Looping over [0,1,2] and range(3) does the same thing:

>>> for i in [0,1,2]:
...     print(i)
0
1
2
>>> for i in range(3):
...     print(i)
0
1
2

But if we use type() to see what the data types are we get

>>> type([1,2,3])
   >>> type([1,2,3])
<class 'list'>
>>> type(range(10))
<class 'range'>

And trying to look at range(3) isn't very helpful.

>>> print(range(3))
range(3)

The reason for this complexity is that range() is often used for looping, and for a big loop like range(1000000) it isn't efficient to create all the numbers from 0 to a million and store them (which is what a list would have) before running the loop. Instead, for i in range(1000000) just sets i to each number in turn, without using a lot memory.

In other words, range() only produces those numbers when it needs to. This sort of computing approach is called "lazy", and it can be a powerful idea. But sometimes it just makes life more complicated.
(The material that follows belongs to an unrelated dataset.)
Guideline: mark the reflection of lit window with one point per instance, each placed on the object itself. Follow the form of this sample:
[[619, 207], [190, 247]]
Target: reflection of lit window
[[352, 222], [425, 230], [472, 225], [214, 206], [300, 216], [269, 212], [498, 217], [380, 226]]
If you really do want a list, you can convert an iterator like range with the list() function.

>>> list(range(10))
[0, 1, 2, 3, 4, 5, 6, 7, 8, 9]

For one more example, consider the reversed built-in function which creates a new object from a list, with the elements in the other order.
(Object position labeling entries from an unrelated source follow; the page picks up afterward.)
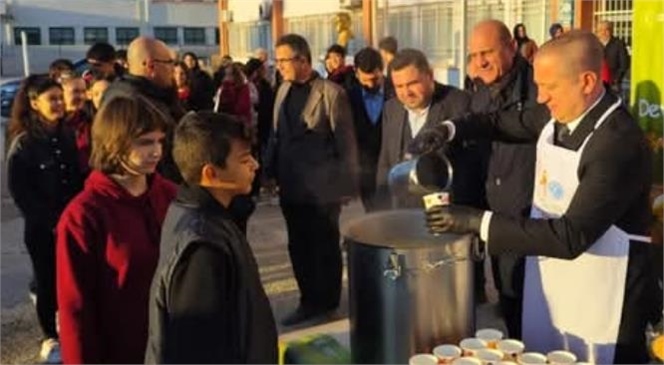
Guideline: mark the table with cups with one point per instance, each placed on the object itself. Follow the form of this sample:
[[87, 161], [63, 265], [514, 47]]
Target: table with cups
[[488, 347]]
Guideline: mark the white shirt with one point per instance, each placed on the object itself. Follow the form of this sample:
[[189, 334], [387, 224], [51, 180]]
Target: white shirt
[[416, 119], [486, 218]]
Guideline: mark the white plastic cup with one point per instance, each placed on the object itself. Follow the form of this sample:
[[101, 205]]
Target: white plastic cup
[[467, 360], [446, 353], [471, 345], [423, 359], [532, 358], [490, 335], [490, 356], [561, 357], [511, 348]]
>>> numbers = [10, 20, 30, 40]
>>> other_way = reversed(numbers)
>>> print(other_way)
<list_reverseiterator object at 0x7fd788132940>

I expected [40, 30, 20, 10] ... but what we got was a "lazy" object which hasn't yet actually done anything. We could loop over it, or convert it to a list. But expecting it actually be a list can lead to errors.

>>> print(other_way[2])
Traceback (most recent call last):
  File "<stdin>", line 1, in <module>
TypeError: 'list_reverseiterator' object is not subscriptable

Note that there is one other way to reverse a list.

>>> numbers.reverse()
>>> print(numbers)
[40, 30, 20, 10]

Th .reverse() method is one of those that acts "in place", modifying numbers itself. It does not give anything back.